I focus on part of a reply I made there:
This has been caused by the law which made beating children (with love or otherwise) illegal.
No, it made reasonable force illegal. REASONABLE force.
It seems you can’t argue on this without lying.
To which “Judge Holden” replies:
You can argue semantics all you like guy, and shriek liar when you don’t like the truth. It is what it is, riding crops and all.
Now he is of course referring to the infamous riding crop case.
The boy was asked to assist his stepfather to get some firewood. He refused.Apparently he did not respond well to the man’s encouragement to help. Instead he picked up a baseball bat and swung it full force at his stepdad’s head screaming that he would give him permanent head injuries. Fortunately the man was able to block the blow and disarm the boy. If he had not seen the baseball bat coming, the consequences could have been dire, as the impact to his head could have seriously maimed or even killed the man because he has a closed head injury from an accident some years ago.
So his mother disciplined hom with a riding crop because she couldn’t find anything else. Not a horse whip. A horse whip conjures up visions of a long stock type whip, where a riding crop is a small item, about 18 inches long and is designed to give a short sharp sting with no seen physical effects.
The discipline was controlled, over with very quickly and was very effective, according to the mother. Afterwards the boy gave his mother a hug and apologised for swinging the baseball bat and threatening his stepfather.
The special education services (SES) worke at the boy’s school noticed a change in the boys behaviour at school and asked why there was such a positive change His mother told him about the disciplining. The SES worker told the boys mother that she was not allowed to discipline in this manner, that it was against the law even to smack – which of course is rubbish.

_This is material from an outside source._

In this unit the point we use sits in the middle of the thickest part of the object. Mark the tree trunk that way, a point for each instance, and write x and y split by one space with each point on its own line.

Readers interested can go read the whole story, should they wish.
But here’s the point:
- The boy was accused of little short of attempted murder
- The boy was punished with an instrument which is basically the same as the time-honored cane. (Actually I can testify from personal experience that the cane hurts more.)
- This worked, where nothing else had
From these facts, it’s not hard to see how the jury found the mother not guilty. It’s also not hard to see how easy it was to whip up such hysteria about the case.
But let’s put that aside, and assume that this mother did not, as Judge Holden tells us, use reasonable force (in the circumstances).
(If you read about this case, the police made no reply to the defense, so there is an argument to be made that this case fell through by a poor prosecution.)
Given that you have two options:
- The jury got it wrong.
- The jury got it right.
If the jury got it wrong, and the force was in fact unreasonable, then there is no need to change the law, and this case is not a demonstration of anything other than police incompetence.
If the jury got it right then we have a case of force that was “reasonable in the circumstances”, yet was also excessive. That is a contradiction in terms*.
It is also the case for the law change to section 59.
In order to “stop abuse” we have declared reasonable actions illegal.
And that nonsense ladies and gentlemen, is now our law.
*One might ask how the Perfect Parent Lobby coped with such a contradiction. Well, that’s simple: they spoke about “reasonable force” as something that allowed abuse. So people began to think about reasonable force not as force that is reasonable, but like those labels you see in the supermarket that say “Real Juce” – just a label, divorced from it’s meaning.
This is of course, how Judge Holden thinks. He can’t refute the words, so has to reference the case to “prove” the words meant something they never did and never will.